Gleichwohl müssen wir beachten, dass andere Völker mit anderen Astrologie-Traditionen andere Gesichtspunkte wichtiger finden: wenn man z.B. in Indien eher astral ausgeliefert sich sehen möchte, dann mag es von Bedeutung sein, die Wesenhaftigkeit des ursprünglichen Maßstabs, der Tag/Nachtgleichen, nicht in den Vordergrund zu stellen, denn ohne Maßstab, ohne O-Grad Widder, geht auch siderisch gar nichts. Deswegen ist es ehrlicher und widerspruchsfrei, den Tierkreis zu nehmen, wie er aus seiner jahreszeitlichen Definition heraus gemeint ist: als irdisch an seinen Wirkungen begründeter Maßstab kosmischen Bezugs. Wenn man diesen Schlüssel aus der Hand gibt – den irdischen Erfahrungsgrund – indem man mithilfe einer geometrischen Operation die Rechnung angleichend verschiebt, so hat man eigentlich kein Recht, die Namen der Tierkreisregionen nicht ebenfalls zu ändern. Und weil man das – sich der Veränderung verweigernd – natürlich nicht tut, entsteht all die Verwirrung der Verwirrer …

Darüber hinaus ist für Laien nichts abschreckender, als eine Diskussion unter Fachleuten über Grundsatzfragen, die sie nicht verstehen.

Ich meine, die Tatsache, dass andere Völker andere Zugehörigkeiten der Sterne zu anderen Zeichen geordnet haben, mitunter zu denselben mit anderer Bedeutung – von China bis zu den Maya – macht den tropischen Tierkreis mit seinem magischen Schlüssel der Raumzahl als einzig verbliebene, wahre Maßstäblichkeit unerlässlich – das bedeutet jedoch keinesfalls, dass die Fixsternspähre dahinter und auch noch die Welt dahinter (wie wiederum Rudolf Steiner betont) keine Bedeutung für uns hätte.

Aber wir müssen die Richtung bedenken. Unabhängig mehr und mehr sollen wir werden von den astralen Wirkungen, sind es in vielem bereits, haben einen Willen, den wir gebrauchen können. Diesen Willen haben wir allein durch den Christus, den Widder als Lamm, den Schöpfer des neuen, tropisch fixen Tierkreises – der eben die Sonnen-Kraft auf die Erde gebracht hat – was den Fixsternhimmel der Menschheit zunächst zu Recht entfremdet hat: man musste sich von den Einflüssen des astralen Kosmos lösen, um sein „Ich“ – sein nunmehr von Christus beleuchtetes Sonnen-Wesen erkennen zu können.

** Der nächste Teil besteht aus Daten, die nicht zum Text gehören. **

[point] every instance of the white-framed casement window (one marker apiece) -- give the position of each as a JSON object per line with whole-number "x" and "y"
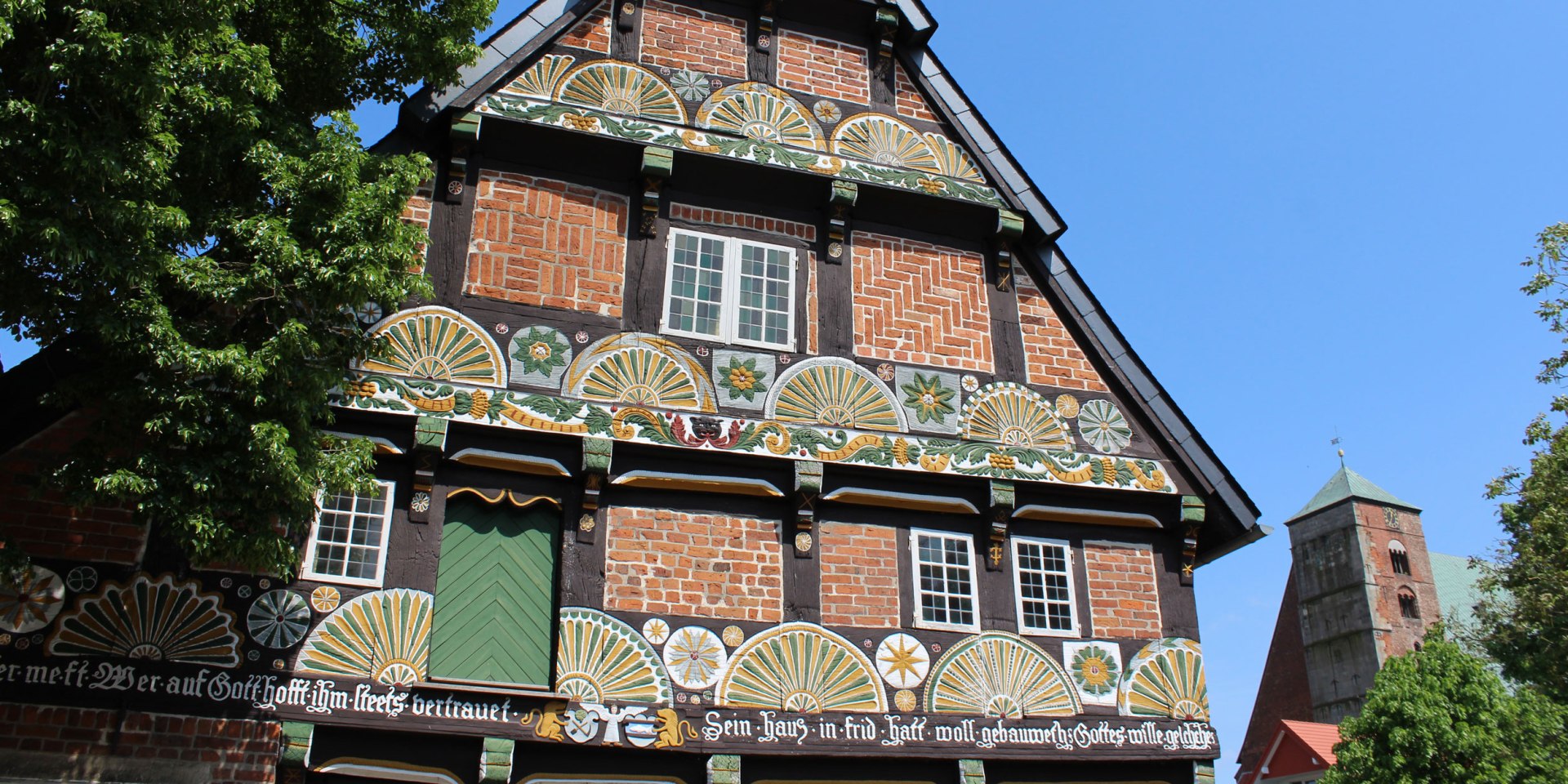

Dafür steht heute die Astrologie. Sie hat den Weg einer beispielhaften Individualisierung hinter sich und weist heute – wenn wahrhaftig – ganz im Dienst des Menschen im Sinne des: „Erkenne Dich Selbst“ – des apollinischen Schwellenspruchs zu Delphi – auf den kosmisch verbunden Menschen. Wie sich der alte Fixsternhimmel durch Christus im Bezug verändert/umgedreht im persönlichen Horoskop heute ausnimmt, das allein ist dazu geeignet, den heute ja allgemein naturwissenschaftlich positivistisch und materiell ausgerichteten Menschen von seinem kosmischen Bezug, der ihn ganz persönlich angeht, zu überzeugen.